Il aura fallu dix ans avant que Mariloup Wolfe retourne derrière la caméra pour le grand écran. Un choix judicieux, puisqu’elle a certainement pris de l’assurance, et que Jouliks est beaucoup plus agréable à regarder que Les pieds dans le vide. Dommage, toutefois, qu’elle se retrouve à nouveau avec un scénario qui l’alourdit constamment.
La discrétion de Wolfe devant l’écran et son raffinement de réalisatrice dans le cadre de nombreuses téléséries lui ont certainement été bénéfiques, puisque la voilà qui maîtrise de belle façon la technique. Son long-métrage est tour à tour élégant, compétent et recommandable. Mieux, sa reconstitution d’époque est juste et sensible, réussissant là où par exemple Louis Bélanger a récemment échoué.
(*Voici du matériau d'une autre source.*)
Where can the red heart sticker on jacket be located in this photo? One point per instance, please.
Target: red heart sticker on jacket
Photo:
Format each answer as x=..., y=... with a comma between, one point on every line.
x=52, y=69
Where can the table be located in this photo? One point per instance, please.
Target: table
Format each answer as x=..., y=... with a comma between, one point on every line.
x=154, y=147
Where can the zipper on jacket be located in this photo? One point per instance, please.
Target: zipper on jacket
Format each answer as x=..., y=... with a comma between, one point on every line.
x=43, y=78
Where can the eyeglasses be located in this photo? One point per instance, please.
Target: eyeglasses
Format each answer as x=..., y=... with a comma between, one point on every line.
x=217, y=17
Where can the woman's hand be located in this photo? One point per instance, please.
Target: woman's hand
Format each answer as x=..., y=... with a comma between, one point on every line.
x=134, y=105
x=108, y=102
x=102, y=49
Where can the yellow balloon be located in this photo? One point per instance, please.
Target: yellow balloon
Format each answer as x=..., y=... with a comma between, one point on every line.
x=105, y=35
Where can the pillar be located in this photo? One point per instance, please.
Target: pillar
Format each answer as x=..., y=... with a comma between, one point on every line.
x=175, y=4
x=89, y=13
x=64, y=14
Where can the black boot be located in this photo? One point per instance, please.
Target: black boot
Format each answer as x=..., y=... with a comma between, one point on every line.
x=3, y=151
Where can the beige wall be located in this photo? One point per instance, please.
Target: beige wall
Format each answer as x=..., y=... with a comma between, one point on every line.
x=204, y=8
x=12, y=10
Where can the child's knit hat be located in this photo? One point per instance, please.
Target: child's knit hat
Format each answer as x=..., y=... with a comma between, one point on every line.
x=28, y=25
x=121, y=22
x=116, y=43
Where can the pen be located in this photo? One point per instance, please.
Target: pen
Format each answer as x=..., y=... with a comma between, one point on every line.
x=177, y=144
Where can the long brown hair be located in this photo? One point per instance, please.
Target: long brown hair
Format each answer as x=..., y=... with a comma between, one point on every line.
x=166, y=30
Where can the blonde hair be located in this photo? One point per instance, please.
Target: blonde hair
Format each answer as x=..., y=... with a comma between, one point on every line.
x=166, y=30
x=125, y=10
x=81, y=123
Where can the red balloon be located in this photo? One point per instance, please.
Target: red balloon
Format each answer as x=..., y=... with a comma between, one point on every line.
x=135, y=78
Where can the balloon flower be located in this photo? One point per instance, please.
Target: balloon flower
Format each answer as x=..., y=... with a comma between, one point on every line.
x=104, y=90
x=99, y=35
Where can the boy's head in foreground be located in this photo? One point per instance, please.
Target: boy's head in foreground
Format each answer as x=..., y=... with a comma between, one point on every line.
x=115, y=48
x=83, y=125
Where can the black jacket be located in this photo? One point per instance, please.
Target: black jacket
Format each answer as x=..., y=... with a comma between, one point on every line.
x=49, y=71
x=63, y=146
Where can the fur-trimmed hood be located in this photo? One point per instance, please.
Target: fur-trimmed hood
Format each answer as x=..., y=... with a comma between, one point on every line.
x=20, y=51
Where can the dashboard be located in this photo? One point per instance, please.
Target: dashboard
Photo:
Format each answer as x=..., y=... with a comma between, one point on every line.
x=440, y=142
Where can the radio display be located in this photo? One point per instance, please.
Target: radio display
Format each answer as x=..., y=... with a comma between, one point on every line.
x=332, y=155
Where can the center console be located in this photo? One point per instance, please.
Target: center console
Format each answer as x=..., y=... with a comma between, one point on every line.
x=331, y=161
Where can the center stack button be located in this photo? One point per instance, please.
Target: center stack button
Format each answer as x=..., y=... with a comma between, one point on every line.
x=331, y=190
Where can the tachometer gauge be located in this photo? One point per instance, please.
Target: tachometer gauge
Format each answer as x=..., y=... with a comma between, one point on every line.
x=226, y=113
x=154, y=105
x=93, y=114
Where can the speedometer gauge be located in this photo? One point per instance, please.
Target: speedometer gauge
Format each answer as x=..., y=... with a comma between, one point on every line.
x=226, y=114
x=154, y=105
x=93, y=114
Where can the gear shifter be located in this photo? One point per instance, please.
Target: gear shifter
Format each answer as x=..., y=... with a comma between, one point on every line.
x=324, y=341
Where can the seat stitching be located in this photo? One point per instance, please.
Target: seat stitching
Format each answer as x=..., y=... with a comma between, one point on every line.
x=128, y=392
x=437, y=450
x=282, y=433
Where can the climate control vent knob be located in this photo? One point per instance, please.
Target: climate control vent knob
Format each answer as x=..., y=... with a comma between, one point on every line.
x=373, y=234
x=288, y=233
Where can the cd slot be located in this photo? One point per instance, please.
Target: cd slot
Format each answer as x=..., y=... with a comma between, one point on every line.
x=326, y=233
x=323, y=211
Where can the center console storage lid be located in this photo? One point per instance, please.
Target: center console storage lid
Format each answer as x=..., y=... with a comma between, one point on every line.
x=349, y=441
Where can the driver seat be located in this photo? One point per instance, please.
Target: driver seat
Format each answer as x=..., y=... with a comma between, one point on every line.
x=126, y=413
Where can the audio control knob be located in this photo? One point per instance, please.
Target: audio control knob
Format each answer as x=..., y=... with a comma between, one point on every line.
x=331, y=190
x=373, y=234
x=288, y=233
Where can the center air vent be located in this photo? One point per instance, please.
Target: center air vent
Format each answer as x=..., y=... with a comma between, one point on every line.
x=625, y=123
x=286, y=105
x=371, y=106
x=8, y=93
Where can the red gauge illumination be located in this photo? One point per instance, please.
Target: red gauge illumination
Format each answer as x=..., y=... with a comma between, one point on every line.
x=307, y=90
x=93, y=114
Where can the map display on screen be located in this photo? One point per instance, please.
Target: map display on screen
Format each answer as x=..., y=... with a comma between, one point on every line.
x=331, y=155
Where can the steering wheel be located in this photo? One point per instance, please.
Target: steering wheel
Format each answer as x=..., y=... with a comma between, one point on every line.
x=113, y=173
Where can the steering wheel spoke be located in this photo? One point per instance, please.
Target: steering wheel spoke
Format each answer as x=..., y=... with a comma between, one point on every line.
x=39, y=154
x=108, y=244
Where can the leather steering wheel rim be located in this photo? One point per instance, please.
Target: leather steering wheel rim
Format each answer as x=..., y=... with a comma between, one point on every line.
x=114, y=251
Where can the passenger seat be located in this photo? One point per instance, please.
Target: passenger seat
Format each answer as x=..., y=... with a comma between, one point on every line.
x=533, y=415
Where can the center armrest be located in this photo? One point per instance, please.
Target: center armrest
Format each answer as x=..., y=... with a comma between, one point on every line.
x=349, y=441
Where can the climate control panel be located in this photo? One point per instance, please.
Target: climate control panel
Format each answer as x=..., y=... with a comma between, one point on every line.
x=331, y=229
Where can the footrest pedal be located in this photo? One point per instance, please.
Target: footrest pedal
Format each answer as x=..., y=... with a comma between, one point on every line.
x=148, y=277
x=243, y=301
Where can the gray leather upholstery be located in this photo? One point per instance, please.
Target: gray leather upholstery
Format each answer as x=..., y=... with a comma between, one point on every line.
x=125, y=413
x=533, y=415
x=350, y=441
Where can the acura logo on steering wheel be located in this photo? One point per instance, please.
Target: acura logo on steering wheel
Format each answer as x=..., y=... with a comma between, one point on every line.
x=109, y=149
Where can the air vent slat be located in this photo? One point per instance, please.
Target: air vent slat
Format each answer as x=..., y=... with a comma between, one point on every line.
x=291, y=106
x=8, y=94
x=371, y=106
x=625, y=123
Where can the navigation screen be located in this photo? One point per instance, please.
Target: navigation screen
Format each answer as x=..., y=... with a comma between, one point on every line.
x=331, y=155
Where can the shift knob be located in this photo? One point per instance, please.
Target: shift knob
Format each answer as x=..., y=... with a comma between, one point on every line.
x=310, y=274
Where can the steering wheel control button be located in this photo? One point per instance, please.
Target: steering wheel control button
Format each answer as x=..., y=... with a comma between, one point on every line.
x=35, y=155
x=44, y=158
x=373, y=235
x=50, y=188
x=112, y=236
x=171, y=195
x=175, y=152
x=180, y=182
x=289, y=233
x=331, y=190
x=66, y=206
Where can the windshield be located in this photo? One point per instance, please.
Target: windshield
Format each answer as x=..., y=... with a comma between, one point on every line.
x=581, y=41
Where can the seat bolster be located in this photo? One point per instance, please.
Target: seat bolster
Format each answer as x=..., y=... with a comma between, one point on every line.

Les éloges s’arrêtent toutefois ici. Certes, on comprend d’avoir voulu laisser Marie-Christine Lê-Huu adapter sa propre pièce à l’écran. Certains y arrivent très bien; on pense à Gillian Flynn qui a considérablement magnifié son roman Gone Girl, sauf que dans le cas qui nous intéresse, Wolfe tombe de nouveau dans le piège d’un scénario entièrement laissé à une comédienne qui n’a pas beaucoup d’expérience en scénarisation. Le résultat s’en ressent, puisque l’ensemble demeure immensément sur-écrit, décidément trop littéraire, pris avec la vision d’une réalisatrice qui essaie de se faire sa propre version tout en voulant rester au plus près du matériel qu’on lui a offert. Beaucoup de maladresses au menu, donc.
Bien sûr, il y a une beauté bouleversante dans cette histoire d’amour, de famille et d’interdits découlant de cette relation entre un gitan et une femme caucasienne, mais les raccourcis sont immenses et on sent un grand désir de se faire un Atonement québécois, sans pour autant en avoir l’expertise ou même les comédiens, alors que malgré son look, Jeanne-Roux Côté demeure une bien piètre Keira Knightley.
Bien que charismatique, la jeune Lilou Roy-Lanouette tape rapidement sur les nerfs, surtout avec sa narration en voix off qui n’en finit plus de tout souligner à gros traits avec une « poésie » qui n’a pas l’effet de beauté escompté.
Victor Andres Turgeon-Trelles, qu’on a vu plus inspiré, arrive difficilement à nuancer son rôle plutôt ingrat, alors que Christiane Pasquier se retrouve à défendre l’indéfendable avec un personnage si immonde qu’il en devient vite caricatural. Au milieu du déluge se trouve au moins Michel Mongeau, qui se présente comme la voix de la raison et aisément la voix du spectateur, qui ne se fait pas monter un bateau aussi aisément que tous les personnages du film.
C’est que tout est trop gros. Le regard des Blancs sur les jouliks, le regard des jouliks sur les Blancs, la réflexion sur le christianisme, le message sur la liberté et le débat sur l’éducation et les institutions, etc. C’est d’autant pire que le film essaie de se placer en terrain neutre et veut donner une voix à tous les côtés, sans donner tort ou raison à qui que ce soit, se retrouvant du même coup à critiquer tout le monde sans conclusion. Humble, peut-être comme approche, mais un peu vide au final.
Surtout que l’ensemble s’étire sur deux heures, en insistant sur cette romance qui fonctionne plus ou moins et en n’étant jamais trop clair sur ses critiques des mœurs des uns et des autres. Bien sûr, beaucoup resteront marqués par la cruauté frappante de la fin de l’oeuvre et les délicates mélodies de Jean-Phi Goncalves, mais cela demeure insuffisant pour justifier l’ensemble qui n’arrive jamais vraiment à convaincre, du moins sur le plan narratif.
Reste un film efficace qui, tout en demeurant près de ce regard d’enfant qui semble tapisser notre filmographie, apporte un peu de fraîcheur de par son intérêt à l’autre et cette manière de traiter d’une autre époque par le retrait plutôt que par une position beaucoup plus évidente, ou ancrée dans des faits historiques beaucoup plus familiers.
5/10
Jouliks prend l’affiche en salles ce vendredi 1er novembre.